QUANDO LHE ENSINARAM as primeiras letras, nada era diferente dos rabiscos que vinha praticando desde os seus primeiros anos de vida. Ao lado das figurinhas coloridas, as garatujas também faziam parte de uma mesma coleção, na qual todos os elementos carregavam um único e preciso significado. Em sua maioria, esses esboços davam nome às coisas, àquelas que povoavam seu mundo, ainda, de restrito saber de um iniciante. Coisas e nomes estavam tão unidos entre si, que era difícil identificar onde começava um e onde terminava outro.

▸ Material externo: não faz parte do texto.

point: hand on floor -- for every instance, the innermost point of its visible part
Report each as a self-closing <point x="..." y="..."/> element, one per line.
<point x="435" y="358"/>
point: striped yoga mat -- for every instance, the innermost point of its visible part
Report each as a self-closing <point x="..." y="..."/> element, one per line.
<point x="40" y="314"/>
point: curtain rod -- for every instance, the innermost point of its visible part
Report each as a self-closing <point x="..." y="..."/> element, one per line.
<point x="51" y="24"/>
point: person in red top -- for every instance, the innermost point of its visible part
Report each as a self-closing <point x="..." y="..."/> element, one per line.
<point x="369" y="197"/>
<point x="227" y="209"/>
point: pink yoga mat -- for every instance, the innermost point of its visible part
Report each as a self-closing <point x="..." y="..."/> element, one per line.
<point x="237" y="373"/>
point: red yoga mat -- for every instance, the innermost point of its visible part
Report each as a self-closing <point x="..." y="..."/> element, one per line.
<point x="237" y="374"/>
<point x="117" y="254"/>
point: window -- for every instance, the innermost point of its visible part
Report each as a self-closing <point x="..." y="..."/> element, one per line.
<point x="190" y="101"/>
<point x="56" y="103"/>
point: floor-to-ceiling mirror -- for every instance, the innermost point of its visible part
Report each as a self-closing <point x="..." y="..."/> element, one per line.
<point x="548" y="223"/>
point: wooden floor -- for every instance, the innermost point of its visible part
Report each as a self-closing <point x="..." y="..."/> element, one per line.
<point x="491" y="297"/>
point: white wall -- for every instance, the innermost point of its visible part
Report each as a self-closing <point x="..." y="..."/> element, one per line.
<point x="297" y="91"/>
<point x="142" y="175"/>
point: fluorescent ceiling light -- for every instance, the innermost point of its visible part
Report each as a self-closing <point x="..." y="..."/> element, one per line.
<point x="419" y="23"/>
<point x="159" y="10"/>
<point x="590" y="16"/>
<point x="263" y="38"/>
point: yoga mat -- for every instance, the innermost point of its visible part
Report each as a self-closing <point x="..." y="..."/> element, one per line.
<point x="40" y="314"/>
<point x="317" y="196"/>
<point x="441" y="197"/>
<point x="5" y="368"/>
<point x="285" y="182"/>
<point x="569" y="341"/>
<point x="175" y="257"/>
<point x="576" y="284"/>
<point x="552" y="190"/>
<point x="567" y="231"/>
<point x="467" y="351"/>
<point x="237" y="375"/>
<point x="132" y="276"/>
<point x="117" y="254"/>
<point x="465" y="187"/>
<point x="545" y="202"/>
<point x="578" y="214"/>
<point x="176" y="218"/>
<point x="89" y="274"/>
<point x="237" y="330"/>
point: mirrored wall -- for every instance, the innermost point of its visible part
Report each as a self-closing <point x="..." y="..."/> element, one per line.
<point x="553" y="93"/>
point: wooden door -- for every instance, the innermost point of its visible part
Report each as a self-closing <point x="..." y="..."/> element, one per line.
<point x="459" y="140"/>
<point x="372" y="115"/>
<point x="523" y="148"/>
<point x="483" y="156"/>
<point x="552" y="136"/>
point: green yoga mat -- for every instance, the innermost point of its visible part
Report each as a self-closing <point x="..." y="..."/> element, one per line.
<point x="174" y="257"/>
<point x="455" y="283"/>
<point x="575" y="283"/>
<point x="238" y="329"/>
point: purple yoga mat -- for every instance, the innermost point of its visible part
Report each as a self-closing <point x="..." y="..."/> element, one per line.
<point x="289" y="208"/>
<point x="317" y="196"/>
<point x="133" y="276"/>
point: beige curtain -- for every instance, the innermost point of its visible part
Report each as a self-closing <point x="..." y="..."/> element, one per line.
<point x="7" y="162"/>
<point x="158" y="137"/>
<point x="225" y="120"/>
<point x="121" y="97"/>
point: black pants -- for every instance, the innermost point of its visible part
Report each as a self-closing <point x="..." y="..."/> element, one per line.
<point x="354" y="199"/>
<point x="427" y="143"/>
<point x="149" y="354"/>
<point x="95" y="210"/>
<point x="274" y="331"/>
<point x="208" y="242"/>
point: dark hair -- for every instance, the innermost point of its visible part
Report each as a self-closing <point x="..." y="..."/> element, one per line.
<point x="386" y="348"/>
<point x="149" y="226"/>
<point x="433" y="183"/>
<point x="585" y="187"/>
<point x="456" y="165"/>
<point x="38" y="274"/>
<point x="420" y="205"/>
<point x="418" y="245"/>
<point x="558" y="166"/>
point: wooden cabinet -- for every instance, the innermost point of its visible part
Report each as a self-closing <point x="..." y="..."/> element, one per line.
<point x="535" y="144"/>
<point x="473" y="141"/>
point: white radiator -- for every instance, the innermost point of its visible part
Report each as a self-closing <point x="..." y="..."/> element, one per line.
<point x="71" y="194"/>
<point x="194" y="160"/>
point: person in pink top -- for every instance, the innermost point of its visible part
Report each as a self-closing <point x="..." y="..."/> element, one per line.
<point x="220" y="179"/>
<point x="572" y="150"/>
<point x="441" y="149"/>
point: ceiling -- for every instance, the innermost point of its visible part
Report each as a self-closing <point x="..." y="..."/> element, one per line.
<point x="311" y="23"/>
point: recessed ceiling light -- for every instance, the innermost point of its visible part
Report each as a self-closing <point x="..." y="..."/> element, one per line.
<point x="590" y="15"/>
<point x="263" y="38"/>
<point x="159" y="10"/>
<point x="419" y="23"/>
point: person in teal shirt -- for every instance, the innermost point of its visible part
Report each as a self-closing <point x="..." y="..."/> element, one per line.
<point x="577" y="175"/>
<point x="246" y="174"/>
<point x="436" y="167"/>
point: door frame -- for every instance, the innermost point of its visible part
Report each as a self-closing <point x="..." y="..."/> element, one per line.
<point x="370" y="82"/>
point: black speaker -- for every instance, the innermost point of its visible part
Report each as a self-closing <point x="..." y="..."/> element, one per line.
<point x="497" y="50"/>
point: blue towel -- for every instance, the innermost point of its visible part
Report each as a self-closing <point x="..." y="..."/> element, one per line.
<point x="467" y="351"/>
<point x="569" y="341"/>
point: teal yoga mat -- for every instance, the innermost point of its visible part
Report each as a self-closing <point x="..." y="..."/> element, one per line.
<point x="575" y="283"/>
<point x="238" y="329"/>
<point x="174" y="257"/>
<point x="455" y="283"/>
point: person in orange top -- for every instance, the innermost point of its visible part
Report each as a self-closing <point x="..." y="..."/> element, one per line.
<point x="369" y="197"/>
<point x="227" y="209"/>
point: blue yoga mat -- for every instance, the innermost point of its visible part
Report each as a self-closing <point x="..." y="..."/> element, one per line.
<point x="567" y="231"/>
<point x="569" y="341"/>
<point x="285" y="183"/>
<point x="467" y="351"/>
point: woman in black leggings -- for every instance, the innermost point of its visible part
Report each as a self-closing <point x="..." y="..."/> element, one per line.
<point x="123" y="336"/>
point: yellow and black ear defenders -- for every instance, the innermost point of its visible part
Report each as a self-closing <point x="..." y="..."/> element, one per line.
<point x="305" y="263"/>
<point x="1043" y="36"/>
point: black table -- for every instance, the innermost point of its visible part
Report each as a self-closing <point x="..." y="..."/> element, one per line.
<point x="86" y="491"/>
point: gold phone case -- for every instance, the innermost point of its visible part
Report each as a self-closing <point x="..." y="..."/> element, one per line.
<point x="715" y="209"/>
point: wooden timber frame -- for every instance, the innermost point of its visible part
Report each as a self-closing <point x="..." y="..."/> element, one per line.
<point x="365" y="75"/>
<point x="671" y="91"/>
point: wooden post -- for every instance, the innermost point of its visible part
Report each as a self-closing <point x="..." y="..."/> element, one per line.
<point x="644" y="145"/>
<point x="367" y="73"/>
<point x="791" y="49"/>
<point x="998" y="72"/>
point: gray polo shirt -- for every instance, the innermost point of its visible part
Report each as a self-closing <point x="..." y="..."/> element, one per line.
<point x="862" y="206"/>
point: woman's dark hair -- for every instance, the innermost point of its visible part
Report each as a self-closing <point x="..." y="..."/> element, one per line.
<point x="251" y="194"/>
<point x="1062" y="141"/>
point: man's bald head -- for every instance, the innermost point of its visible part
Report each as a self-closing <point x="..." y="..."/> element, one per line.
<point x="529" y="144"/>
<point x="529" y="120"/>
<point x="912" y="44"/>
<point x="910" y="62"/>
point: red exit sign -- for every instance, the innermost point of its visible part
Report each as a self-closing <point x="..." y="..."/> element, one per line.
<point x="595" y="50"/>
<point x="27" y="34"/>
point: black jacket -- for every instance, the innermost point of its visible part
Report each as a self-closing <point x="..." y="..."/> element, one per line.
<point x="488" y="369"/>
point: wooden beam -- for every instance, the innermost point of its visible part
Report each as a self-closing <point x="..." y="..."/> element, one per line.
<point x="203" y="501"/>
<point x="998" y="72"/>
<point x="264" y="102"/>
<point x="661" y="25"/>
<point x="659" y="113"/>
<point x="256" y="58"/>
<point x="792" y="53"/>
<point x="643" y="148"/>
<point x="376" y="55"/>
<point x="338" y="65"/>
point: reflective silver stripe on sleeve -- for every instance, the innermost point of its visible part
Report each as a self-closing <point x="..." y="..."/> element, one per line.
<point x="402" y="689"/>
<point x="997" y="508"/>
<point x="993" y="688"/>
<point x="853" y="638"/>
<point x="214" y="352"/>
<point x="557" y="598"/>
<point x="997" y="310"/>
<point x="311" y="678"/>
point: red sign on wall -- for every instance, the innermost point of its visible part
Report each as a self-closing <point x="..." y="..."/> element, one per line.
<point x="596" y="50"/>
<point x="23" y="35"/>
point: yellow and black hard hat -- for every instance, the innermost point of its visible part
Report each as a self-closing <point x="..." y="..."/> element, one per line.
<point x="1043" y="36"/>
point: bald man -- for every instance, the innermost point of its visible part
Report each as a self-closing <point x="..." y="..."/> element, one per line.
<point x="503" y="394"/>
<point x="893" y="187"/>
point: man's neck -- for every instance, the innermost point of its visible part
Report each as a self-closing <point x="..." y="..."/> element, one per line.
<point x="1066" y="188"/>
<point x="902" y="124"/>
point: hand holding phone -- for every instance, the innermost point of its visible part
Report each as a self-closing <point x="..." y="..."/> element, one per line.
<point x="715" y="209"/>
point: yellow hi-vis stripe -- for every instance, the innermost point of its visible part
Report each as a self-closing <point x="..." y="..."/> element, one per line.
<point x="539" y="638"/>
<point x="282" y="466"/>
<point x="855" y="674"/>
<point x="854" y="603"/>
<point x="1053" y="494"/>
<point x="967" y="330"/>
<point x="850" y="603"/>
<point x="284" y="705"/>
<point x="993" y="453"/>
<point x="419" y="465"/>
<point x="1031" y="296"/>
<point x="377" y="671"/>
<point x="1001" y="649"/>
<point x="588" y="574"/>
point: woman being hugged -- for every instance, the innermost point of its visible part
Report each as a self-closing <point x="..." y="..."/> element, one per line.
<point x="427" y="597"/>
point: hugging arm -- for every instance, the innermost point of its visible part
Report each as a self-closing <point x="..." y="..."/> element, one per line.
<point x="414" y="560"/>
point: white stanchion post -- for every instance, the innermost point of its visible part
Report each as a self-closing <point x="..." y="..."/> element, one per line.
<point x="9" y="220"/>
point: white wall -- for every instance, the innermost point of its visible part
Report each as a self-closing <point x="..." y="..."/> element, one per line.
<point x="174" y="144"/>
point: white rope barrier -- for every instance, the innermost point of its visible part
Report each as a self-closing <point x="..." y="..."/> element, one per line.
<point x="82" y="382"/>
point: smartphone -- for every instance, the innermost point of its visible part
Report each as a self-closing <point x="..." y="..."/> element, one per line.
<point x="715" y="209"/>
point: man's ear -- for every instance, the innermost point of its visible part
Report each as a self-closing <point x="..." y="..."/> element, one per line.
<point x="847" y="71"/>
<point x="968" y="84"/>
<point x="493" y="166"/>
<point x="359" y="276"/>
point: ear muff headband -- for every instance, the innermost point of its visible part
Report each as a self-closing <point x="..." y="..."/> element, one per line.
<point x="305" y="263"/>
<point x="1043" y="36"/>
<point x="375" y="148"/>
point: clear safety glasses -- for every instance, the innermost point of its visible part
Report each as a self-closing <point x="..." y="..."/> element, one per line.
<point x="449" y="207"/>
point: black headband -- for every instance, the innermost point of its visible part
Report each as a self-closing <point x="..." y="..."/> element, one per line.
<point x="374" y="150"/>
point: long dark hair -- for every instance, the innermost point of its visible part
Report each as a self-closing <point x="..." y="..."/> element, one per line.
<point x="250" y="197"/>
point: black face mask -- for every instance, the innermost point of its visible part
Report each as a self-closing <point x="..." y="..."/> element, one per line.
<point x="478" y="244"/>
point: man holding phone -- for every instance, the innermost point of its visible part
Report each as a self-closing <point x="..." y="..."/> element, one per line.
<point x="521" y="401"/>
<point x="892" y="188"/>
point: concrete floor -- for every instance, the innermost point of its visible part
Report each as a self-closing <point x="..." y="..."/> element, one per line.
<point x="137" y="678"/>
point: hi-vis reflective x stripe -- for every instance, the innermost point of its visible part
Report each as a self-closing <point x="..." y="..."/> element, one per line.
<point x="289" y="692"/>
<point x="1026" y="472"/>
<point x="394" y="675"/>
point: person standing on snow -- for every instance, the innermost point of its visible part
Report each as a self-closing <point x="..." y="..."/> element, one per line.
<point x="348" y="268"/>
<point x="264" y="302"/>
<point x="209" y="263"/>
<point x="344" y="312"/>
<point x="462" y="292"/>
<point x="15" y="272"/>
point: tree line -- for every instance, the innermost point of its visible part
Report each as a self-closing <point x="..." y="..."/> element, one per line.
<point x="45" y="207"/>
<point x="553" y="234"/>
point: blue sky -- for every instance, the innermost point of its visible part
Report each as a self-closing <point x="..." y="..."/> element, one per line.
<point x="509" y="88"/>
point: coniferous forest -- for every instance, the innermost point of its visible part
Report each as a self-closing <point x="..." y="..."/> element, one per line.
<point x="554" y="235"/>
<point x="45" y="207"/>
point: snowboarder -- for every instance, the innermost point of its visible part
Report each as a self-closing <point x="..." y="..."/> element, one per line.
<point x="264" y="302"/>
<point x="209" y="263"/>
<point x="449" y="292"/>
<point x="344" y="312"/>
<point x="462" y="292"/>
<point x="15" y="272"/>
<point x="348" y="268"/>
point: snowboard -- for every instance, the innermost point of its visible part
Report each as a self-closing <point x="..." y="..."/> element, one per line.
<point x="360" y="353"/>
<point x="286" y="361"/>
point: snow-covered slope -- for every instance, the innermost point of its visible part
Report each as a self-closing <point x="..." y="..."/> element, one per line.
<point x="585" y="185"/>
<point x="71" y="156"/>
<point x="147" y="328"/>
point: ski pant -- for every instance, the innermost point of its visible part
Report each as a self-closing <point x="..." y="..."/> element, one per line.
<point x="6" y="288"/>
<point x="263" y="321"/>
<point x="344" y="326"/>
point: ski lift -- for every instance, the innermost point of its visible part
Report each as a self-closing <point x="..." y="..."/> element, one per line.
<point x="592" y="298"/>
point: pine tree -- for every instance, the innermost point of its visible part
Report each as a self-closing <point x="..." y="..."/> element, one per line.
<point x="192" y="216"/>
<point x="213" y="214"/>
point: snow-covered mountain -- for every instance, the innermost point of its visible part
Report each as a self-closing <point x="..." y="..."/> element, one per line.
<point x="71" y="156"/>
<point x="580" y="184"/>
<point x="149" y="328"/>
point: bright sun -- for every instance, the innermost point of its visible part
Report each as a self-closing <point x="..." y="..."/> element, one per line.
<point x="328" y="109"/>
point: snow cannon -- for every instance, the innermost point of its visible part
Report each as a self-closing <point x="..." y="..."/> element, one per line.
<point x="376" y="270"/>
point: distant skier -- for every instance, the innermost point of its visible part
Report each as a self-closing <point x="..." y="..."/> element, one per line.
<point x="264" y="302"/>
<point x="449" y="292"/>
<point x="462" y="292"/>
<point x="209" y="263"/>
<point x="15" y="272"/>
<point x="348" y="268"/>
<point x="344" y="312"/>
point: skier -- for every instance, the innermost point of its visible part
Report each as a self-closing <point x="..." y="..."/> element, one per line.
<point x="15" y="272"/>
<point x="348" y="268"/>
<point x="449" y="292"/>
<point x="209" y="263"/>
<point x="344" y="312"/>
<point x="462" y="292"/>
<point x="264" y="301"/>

Com o conhecimento das letras e dos números não seria diferente. No início, o abecedário era uma novidade ímpar, continuidade dos costumeiros traços que se somavam à rotina. E sua retina registrava exatamente o que ouvia: som e imagem, escrita e figura, como na frase “vovô viu a uva”.
No entanto, aquele caminho suave, sem surpresas, logo começou a apresentar as primeiras linhas curvas, à medida que as palavras eram percorridas pelo lápis em seu movimento de descrever a escrita a mão. A cursiva ia substituindo os ângulos retos e duros das letras em bastão, ângulos do entendimento primário, ângulos agora transformados pelos desdobramentos infinitos de um conhecimento que crescia passo a passo. Entendimento cumulativo, que instigava a procura por outras leituras, abrindo as portas do futuro universo gráfico, impresso e digital.
Da cartilha ao cartaz, do abecedário à união das letras em famílias silábicas, da frase ao parágrafo, de repente, deparava-se consigo dando um salto de percepção de composições até então desconhecidas, das regras da gramática e das relações possíveis da sintaxe que conduziam cada palavra. Não, definitivamente não era um aprendizado que se extinguiria ao término de um ano letivo, quiçá de vários…
Bulas, bilhetes, cantigas, receitas, manuais, parlendas, HQs, livros… Aos poucos, a leitura passou a ser a protagonista de sua história. Ela, em si mesma, personagem-cicerone de um mundo de misteriosos nomes a saciar a curiosidade crescente de mais um leitor.
E aquela palavra, outrora única, extrapolaria agora a singular e conhecida figurinha colorida de sua coleção de infância.
Agora a palavra correria além… Da fiel estampa ao figurativo, do status de carro-chefe à pole position de uma enorme fila de sentidos alegóricos, todos a desfilar pela sua mente.
Agora, seu ser entenderia que o domínio da leitura exige sagacidade maior para a interpretação dos símbolos. Seria preciso compreender os espaços em branco, as pausas, a combinação sutil das letras nas linhas e as nuances de suas entrelinhas a acomodar cada termo, enxergar os signos ocultos da sentença do outro. Esse é o momento da percepção de que a leitura extrapola a letra, a palavra, a frase, o parágrafo, o texto, o si mesmo.
Agora ser leitor é se transformar em protagonista na apreciação de uma esfera imensa denominada literatura. Dele espera-se fazer jus o papel de apreciador, a embalar vasta produção com seu olhar discriminatório. Entre terminados e abandonados, somente a ele cabe o destino de elaborar a lista do que irá compor a galeria dos escolhidos.
O leitor contemporâneo, por um lado, é um privilegiado nessa mina da quantidade, mas apenas se souber garimpar o ouro verdadeiro. Apartado de sua alma-guia, ele poderá enveredar pelo mecânico caminho de ser mais um leitor óptico a identificar barras.